[LeetCode] 66. Plus One
Given a non-empty array of digits representing a non-negative integer, plus one to the integer.
The digits are stored such that the most significant digit is at the head of the list, and each element in the array contain a single digit.
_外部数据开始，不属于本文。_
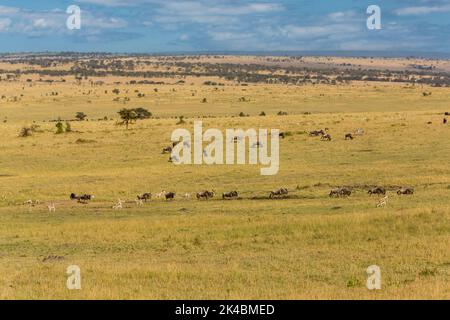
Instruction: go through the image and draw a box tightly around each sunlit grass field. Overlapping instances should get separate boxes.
[0,80,450,299]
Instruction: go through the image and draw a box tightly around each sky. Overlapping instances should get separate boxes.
[0,0,449,53]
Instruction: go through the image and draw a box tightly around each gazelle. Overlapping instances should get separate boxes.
[47,203,56,212]
[113,199,123,210]
[376,196,389,208]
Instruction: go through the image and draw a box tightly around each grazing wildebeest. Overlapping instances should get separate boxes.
[321,133,332,141]
[269,188,289,199]
[309,129,326,137]
[70,193,94,203]
[445,112,450,116]
[196,190,215,200]
[329,187,352,198]
[444,118,448,125]
[345,133,354,140]
[165,192,176,200]
[137,193,151,202]
[222,191,238,200]
[397,187,414,195]
[162,146,172,154]
[368,187,386,196]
You may assume the integer does not contain any leading zero, except the number 0 itself.
Example 1:
Input: [1,2,3]
Output: [1,2,4]
Explanation: The array represents the integer 123.
Example 2:
Input: [4,3,2,1]
Output: [4,3,2,2]
Explanation: The array represents the integer 4321.
把一个vector存储的digits
当成int来做加法,只+1
和[LeetCode] 2. Add Two Numbers有点像,然后我写出了一样(丑)的代码
从digits
的末尾开始遍历,末尾+1,记下进位carry
,如果没进位就直接返回digits
,否则就继续看下一位,把进位传递下去
vector<int> plusOne(vector<int>& digits) {
++digits[digits.size()-1];
int carry = digits[digits.size()-1] / 10;
digits[digits.size()-1] %= 10;
if (carry == 0)
{
return digits;
}
for(int i = digits.size()-2; i >= 0; i--)
{
digits[i] += carry;
carry = digits[i] / 10;
digits[i] %= 10;
}
if (carry != 0)
{
digits.insert(digits.begin(), 1);
}
return digits;
}
再看看LeetCode上其他代码,很简洁,但不是我现在能想出来的代码
由于是+1,digits[i]
进位完后肯定是0,carry
为1,所以循环里直接digits[i]++
vector<int> plusOne(vector<int> &digits) {
for(int i = digits.size() - 1; i >= 0; i --){
digits[i] ++;
if(digits[i] < 10)
break;
digits[i] = 0;
}
if(digits[0] == 0){ // 99 + 1 = 100这种
digits[0] = 1;
digits.push_back(0);
}
return digits;
}